The problem: Under bursts, many of these run concurrently against the same device_id. We get a high rate of SQLSTATE 40001 (serialization failures), exhaust the internal retry limit (yb_max_query_layer_retries=60) and the upsert ultimately fails.

Setup:

  • YSQL, default isolation level, RF=3, YugabyteDB 2025.2.
  • Generally hundreds of events per second.
    The rate of “problematic events” (that is, a burst of events targeting the same rows) is about 5-10 events per second, continuing at this rate for a few minutes.
  • Every worker can receive any device_id (that is, there’s no partitioning). I haven’t tried batching them in the application logic before the upsert because that feels more like a band-aid.
    We’d prefer a database-level solution and are treating app-side per-key routing/coalescing as a fallback, partly out of concern about hot-key skew and future scaling.

Things I tried include:

  • Both READ COMMITTED and REPEATABLE READ isolation levels.
  • Advisory locks (this turned out to be the slowest of my experiments).
  • Calling UPDATE instead of INSERT... ON CONFLICT when I know for sure that the row for a specific entity already exists.

Questions:

  1. Is a high-contention, single-row upsert workload like this a reasonable fit for YugabyteDB, or are we working against the design?
  2. What’s the recommended way to avoid the upsert failures here?
  3. Is there any server-side configuration that meaningfully helps with hot-key write contention?

Thank you very much.

Hi @ygc

Can you partition this way by the unique row that you end up upserting in PostgreSQL and then try batching in the app?

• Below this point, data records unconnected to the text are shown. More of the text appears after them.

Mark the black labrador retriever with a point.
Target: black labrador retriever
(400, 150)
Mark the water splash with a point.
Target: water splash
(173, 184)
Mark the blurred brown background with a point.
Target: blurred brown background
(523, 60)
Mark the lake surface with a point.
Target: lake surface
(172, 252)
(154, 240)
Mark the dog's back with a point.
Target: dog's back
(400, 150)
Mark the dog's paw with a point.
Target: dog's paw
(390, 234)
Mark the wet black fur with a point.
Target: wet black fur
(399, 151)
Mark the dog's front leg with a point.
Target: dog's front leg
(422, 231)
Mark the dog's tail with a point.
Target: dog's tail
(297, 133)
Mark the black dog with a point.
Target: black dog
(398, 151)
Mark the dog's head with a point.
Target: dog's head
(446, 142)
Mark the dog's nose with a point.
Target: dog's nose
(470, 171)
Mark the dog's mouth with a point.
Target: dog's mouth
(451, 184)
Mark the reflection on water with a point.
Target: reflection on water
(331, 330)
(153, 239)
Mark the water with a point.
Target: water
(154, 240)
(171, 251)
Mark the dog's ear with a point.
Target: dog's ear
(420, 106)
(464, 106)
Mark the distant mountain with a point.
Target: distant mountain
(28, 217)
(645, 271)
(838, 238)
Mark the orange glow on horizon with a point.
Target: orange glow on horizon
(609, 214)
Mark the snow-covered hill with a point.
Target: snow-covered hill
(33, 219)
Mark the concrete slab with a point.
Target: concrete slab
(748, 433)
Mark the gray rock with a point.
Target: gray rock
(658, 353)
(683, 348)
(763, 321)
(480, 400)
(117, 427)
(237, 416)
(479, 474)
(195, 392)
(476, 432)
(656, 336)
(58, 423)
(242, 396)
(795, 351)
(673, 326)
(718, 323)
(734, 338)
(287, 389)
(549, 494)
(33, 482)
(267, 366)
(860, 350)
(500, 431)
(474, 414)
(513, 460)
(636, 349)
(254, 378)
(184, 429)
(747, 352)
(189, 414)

I think this will help because you will lessen the db work if you do per-key + batch at the same time.

It is not a good fit for the replication semantics that we apply (synchronous replication). It gets worse with multi region for example because of the added latency.

Don’t do as many concurrent writes to the same keys. Either batch them in the app or your queue layer or change the model so you don’t have to do upserts (like incremental aggregations over time

Please explain in full?

Things that can help:

  1. Enable read committed and confirm you’re using it Read Committed isolation level | YugabyteDB Docs
  2. Enable wait queues Concurrency control | YugabyteDB Docs
  3. Keep the transaction in AUTOCOMMIT mode and don’t do RETURNING
  4. Get the exact error message it’s sending on the 40001 error code?